Geheugenkaart verwisselen - overspeelstand
Verwijder nooit de kaart als het toegangslampje rood brandt – de
informatie of de geheugenkaart zelf kan er door beschadigen
Windows
®
XP, 2000 Professional en Me
1. Stop de USB-verbinding met de ontkoppelingsprocedure (blz. 108).
2. Zet de camera uit.
3. Verwissel de geheugenkaart.
4. Zet de camera aan om de USB verbinding tot stand te brengen.
Windows
®
98 en 98 Second Edition
1. Zet de camera uit.
2. Verwissel de geheugenkaart.
3. Zet de camera aan om de USB-verbinding tot stand te brengen.
Macintosh
1. Stop de USB-verbinding door het symbool van de drive naar de prullenbak te slepen (blz. 109).
2. Zet de camera uit.
3. Verwissel de geheugenkaart.
4. Zet de camera aan om de USB-verbinding tot stand te brengen.

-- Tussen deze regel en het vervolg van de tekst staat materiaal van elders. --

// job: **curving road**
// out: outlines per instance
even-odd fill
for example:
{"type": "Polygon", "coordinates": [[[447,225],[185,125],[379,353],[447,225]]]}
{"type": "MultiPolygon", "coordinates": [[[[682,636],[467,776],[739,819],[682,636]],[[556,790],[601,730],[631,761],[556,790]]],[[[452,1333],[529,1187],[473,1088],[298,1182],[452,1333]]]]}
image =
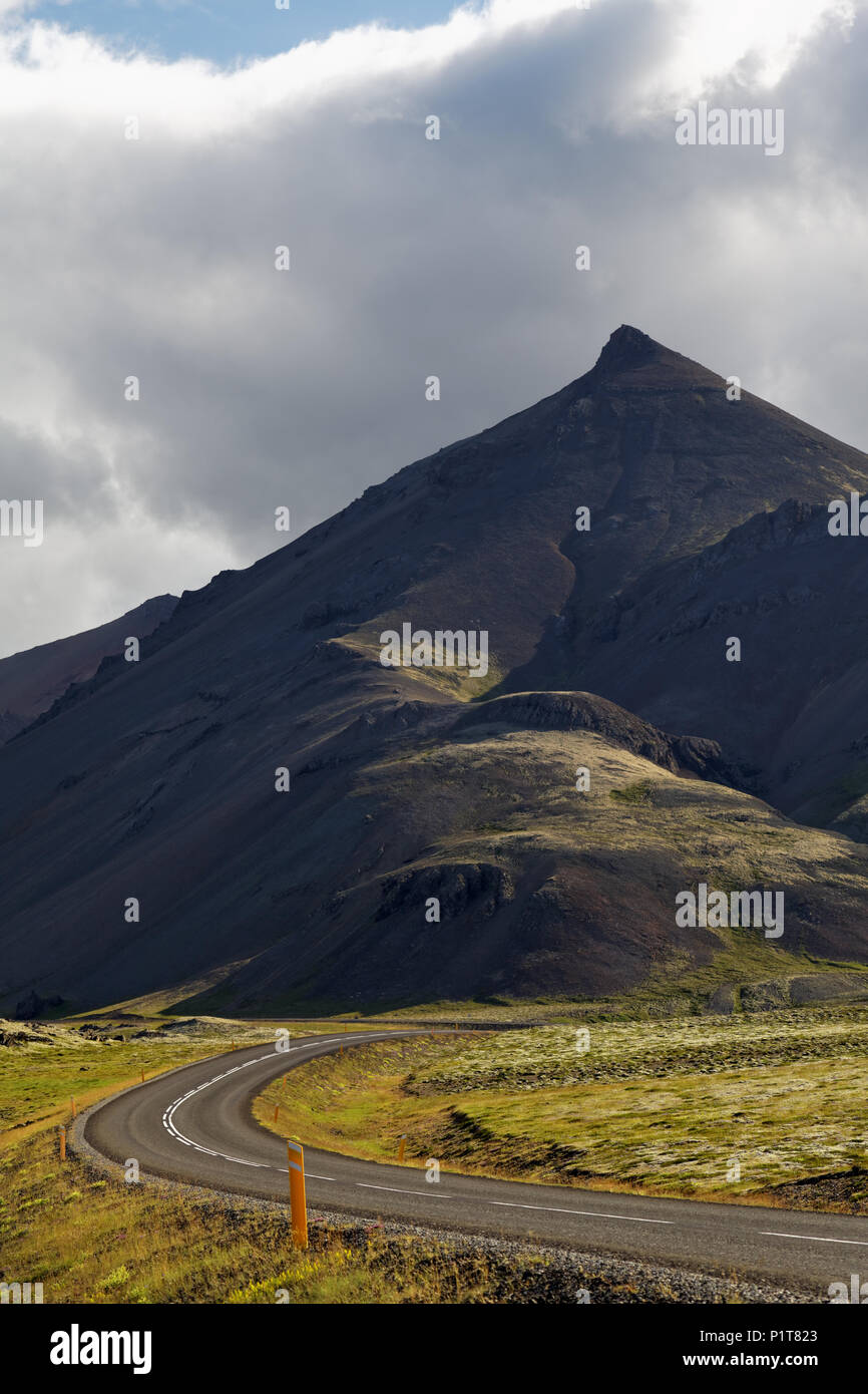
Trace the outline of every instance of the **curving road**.
{"type": "MultiPolygon", "coordinates": [[[[216,1190],[287,1200],[286,1143],[251,1103],[270,1079],[340,1046],[428,1032],[351,1032],[216,1055],[96,1105],[79,1126],[117,1163],[216,1190]]],[[[302,1139],[304,1142],[304,1139],[302,1139]]],[[[868,1218],[489,1181],[305,1149],[308,1206],[555,1243],[690,1270],[762,1278],[828,1302],[830,1282],[868,1267],[868,1218]]]]}

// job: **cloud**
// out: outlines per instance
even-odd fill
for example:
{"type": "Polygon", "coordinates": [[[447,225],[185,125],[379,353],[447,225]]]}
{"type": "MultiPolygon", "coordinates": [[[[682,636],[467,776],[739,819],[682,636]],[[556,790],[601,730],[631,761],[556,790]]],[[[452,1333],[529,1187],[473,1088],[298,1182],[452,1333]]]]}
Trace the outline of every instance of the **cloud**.
{"type": "Polygon", "coordinates": [[[623,321],[867,446],[864,8],[722,13],[495,0],[231,71],[0,25],[0,493],[46,519],[0,651],[248,565],[623,321]],[[784,155],[677,146],[701,96],[783,106],[784,155]]]}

PictBridge compatible printer gebruiken
Door de camera op een PictBridge compatible printer aan te sluiten kunt u uw foto's rechtstreeks prin-
ten. Wilt u foto's printen met een PictBridge compatible printer, dan dient u de optie Transfer mode in
sectie 3 van het Setup-menu in te stellen op "PictBridge" (blz. 98).
Controleer voorafgaand aan elke printactie de printer-instelling (zie daarvoor de gebruiksaanwijzing
van de printer). Gebruik een batterij wanneer de camera op een printer wordt aangesloten, of liever
nog de netstroom-adapterset (apart leverbaar).